As for instance, the fact that in Western art history, there are no women artists mentioned until the late 1800s when Berthe Morisot came to be mentioned with other Impressionists. Does this erasure mean there were no women painters before her? Or were they simply deemed by history writers to be unimportant or not important enough to be mentioned? Which question leads us immediately to the question of value.
Who decides how important an artist is? What measures are applied to decide this? What purposes does the historical account serve? Which question raises another: Who is history written for? Who is the intended audience? Who “buys” the text? Why?
Which is why there is and there should be a blurring of the border which divides history from fiction. We think of fiction as fantasy. But is it? The fiction writer does not exist in a creative vacuum. The fact of language encapsulates him or her inside a specific reality with its own brand of truthfulness and veracity, its own “laws of physics”. And inevitably, the writer can only describe himself or herself no matter the layers of persona he or she may hide under.
No matter how fantastic a world the writer conjures it will still be haunted by peculiar truths governing text and how it is written and read. And what if it is not the purpose of the writer to conjure a fantastic world?
What if his or her purpose was to write of the “real” world described by personal unverifiable realities? What if the purpose were to reinsert into the text what has been erased?
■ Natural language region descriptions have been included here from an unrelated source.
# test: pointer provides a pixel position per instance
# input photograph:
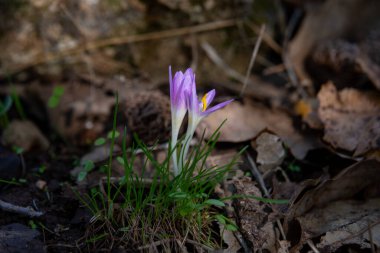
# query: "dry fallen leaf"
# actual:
(26, 135)
(323, 15)
(340, 209)
(255, 224)
(245, 121)
(270, 151)
(351, 118)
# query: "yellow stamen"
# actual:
(204, 102)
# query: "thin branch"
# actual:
(27, 211)
(253, 58)
(89, 46)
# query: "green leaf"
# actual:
(214, 202)
(178, 195)
(231, 227)
(221, 219)
(55, 98)
(18, 150)
(100, 141)
(109, 135)
(4, 107)
(58, 90)
(88, 165)
(120, 160)
(82, 175)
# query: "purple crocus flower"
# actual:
(180, 85)
(197, 111)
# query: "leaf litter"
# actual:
(334, 211)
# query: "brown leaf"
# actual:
(24, 134)
(351, 118)
(254, 221)
(333, 206)
(270, 151)
(245, 121)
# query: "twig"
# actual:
(371, 238)
(89, 46)
(258, 176)
(205, 247)
(312, 246)
(285, 57)
(215, 58)
(28, 211)
(253, 58)
(262, 90)
(266, 38)
(260, 180)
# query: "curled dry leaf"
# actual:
(351, 118)
(254, 220)
(245, 121)
(270, 151)
(330, 12)
(340, 209)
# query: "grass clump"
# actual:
(165, 212)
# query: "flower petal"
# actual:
(172, 90)
(216, 107)
(209, 97)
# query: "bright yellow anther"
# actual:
(204, 103)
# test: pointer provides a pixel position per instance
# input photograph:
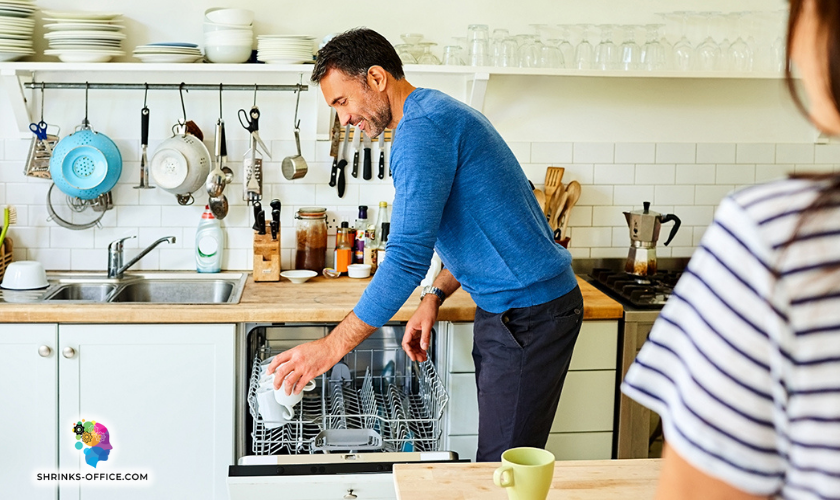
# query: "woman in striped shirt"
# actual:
(743, 364)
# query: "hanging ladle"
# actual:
(294, 167)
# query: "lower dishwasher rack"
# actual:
(378, 391)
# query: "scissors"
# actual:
(40, 131)
(251, 123)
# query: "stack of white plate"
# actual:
(83, 36)
(228, 35)
(16, 26)
(168, 52)
(284, 49)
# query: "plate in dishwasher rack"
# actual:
(347, 440)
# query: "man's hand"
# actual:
(419, 328)
(299, 365)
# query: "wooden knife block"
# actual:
(266, 257)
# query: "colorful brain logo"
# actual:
(96, 437)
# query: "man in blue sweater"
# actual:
(460, 191)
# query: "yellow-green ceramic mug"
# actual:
(525, 473)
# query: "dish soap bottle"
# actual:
(209, 243)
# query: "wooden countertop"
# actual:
(579, 480)
(318, 300)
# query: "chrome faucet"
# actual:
(115, 255)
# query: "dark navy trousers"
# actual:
(521, 359)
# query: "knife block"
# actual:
(266, 257)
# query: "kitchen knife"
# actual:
(257, 211)
(336, 136)
(367, 174)
(382, 155)
(357, 140)
(261, 220)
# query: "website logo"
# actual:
(96, 437)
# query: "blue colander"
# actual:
(86, 164)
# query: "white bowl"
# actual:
(230, 54)
(358, 270)
(24, 275)
(298, 276)
(229, 16)
(211, 27)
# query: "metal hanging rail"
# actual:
(167, 86)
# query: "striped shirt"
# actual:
(743, 364)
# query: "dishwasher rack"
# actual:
(398, 402)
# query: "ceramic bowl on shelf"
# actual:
(298, 276)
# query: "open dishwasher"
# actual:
(373, 409)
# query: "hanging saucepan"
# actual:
(180, 164)
(85, 164)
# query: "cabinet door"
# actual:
(165, 394)
(28, 405)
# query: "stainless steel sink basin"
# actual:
(176, 292)
(146, 288)
(96, 292)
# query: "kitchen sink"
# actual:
(176, 292)
(143, 288)
(96, 292)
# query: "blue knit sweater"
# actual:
(460, 191)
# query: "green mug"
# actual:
(526, 473)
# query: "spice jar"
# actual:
(311, 230)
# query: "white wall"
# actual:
(681, 143)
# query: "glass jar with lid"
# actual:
(311, 231)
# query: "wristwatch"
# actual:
(434, 291)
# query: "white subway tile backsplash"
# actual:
(695, 174)
(592, 236)
(633, 195)
(635, 153)
(683, 178)
(827, 153)
(735, 174)
(794, 153)
(715, 153)
(673, 195)
(655, 174)
(756, 153)
(588, 152)
(676, 153)
(615, 174)
(711, 195)
(551, 152)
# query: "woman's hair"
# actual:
(828, 20)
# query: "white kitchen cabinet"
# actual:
(165, 393)
(583, 424)
(28, 407)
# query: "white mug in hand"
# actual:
(288, 401)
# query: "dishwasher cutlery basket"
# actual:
(388, 403)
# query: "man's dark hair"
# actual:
(354, 52)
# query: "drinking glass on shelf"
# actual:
(584, 53)
(427, 57)
(631, 53)
(404, 51)
(529, 52)
(551, 56)
(452, 56)
(654, 57)
(607, 56)
(479, 45)
(565, 45)
(507, 54)
(707, 54)
(738, 56)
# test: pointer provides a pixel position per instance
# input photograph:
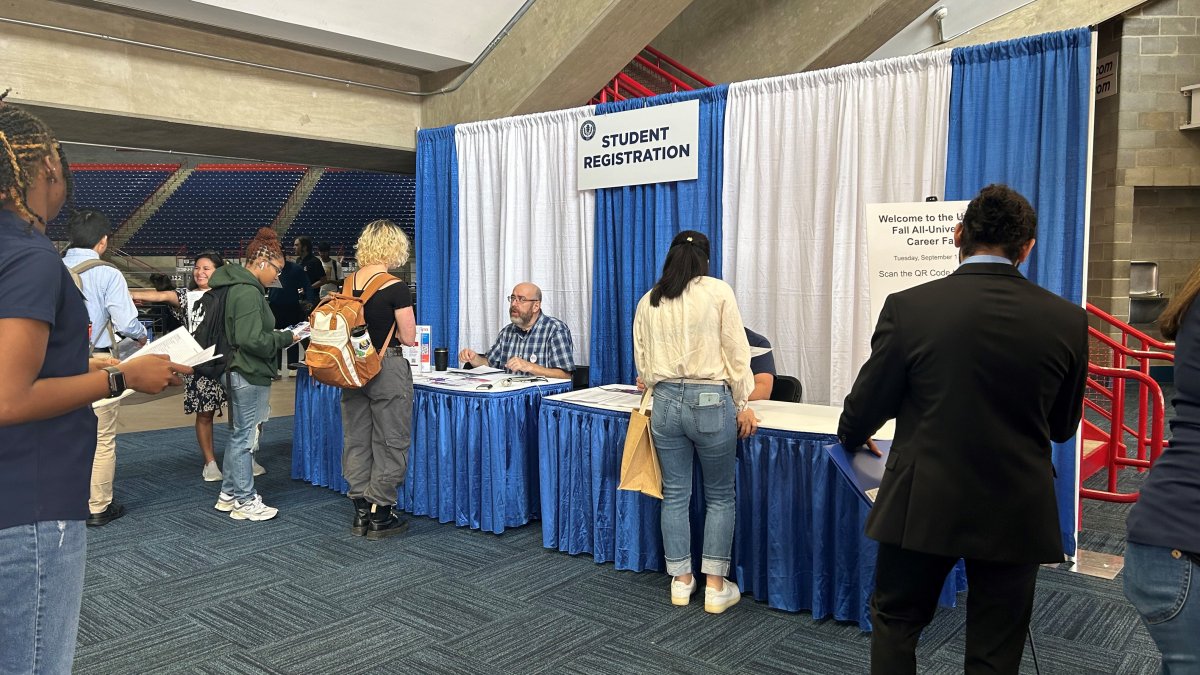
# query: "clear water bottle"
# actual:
(360, 340)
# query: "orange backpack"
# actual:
(331, 354)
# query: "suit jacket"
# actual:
(981, 370)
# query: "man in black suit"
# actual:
(981, 370)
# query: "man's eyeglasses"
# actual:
(509, 381)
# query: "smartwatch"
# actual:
(115, 381)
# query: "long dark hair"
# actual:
(215, 257)
(687, 260)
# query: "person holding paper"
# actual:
(534, 344)
(250, 327)
(111, 310)
(202, 394)
(377, 419)
(981, 370)
(691, 351)
(47, 428)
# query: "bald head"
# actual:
(525, 305)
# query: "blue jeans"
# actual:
(41, 586)
(250, 407)
(681, 428)
(1165, 591)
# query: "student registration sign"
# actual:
(655, 144)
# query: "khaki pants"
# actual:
(103, 466)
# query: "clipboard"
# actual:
(861, 469)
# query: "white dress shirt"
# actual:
(697, 335)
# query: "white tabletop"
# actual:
(804, 418)
(491, 383)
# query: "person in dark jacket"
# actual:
(981, 370)
(250, 327)
(1162, 573)
(47, 428)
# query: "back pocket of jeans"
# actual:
(711, 418)
(1158, 583)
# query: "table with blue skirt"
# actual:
(473, 457)
(798, 541)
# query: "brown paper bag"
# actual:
(640, 469)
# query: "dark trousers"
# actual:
(1000, 601)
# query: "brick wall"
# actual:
(1144, 169)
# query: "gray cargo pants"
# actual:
(377, 424)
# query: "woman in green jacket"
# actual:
(250, 328)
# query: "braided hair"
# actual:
(264, 246)
(999, 216)
(24, 143)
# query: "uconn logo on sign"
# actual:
(655, 144)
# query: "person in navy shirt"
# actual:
(1162, 574)
(47, 428)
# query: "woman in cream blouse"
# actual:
(690, 348)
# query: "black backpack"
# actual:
(211, 332)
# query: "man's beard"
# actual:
(521, 318)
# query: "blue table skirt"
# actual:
(798, 539)
(472, 460)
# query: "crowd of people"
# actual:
(982, 370)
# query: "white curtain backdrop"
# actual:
(803, 155)
(522, 219)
What if we presumed that every “remembered” story is fiction? Or what if we said, there are some “truths” that can only be truthfully described that way?
Gina Apostol studied at UP and earned her M.A. in Writing from the Johns Hopkins University. Her first novel, “Bibliolepsy” won the 1998 Philippine Book Award for fiction. “The Revolution According to Raymundo Mata” is a “comic-historical novel-in-footnotes about the Philippine war for independence against Spain and America in 1896.
She is currently working on a novel about the Philippine-American war, William Mackinley’s World.” “Conversations with Gina Apostol” is facilitated by UP Cebu’s Creative Writing Workshop Committee.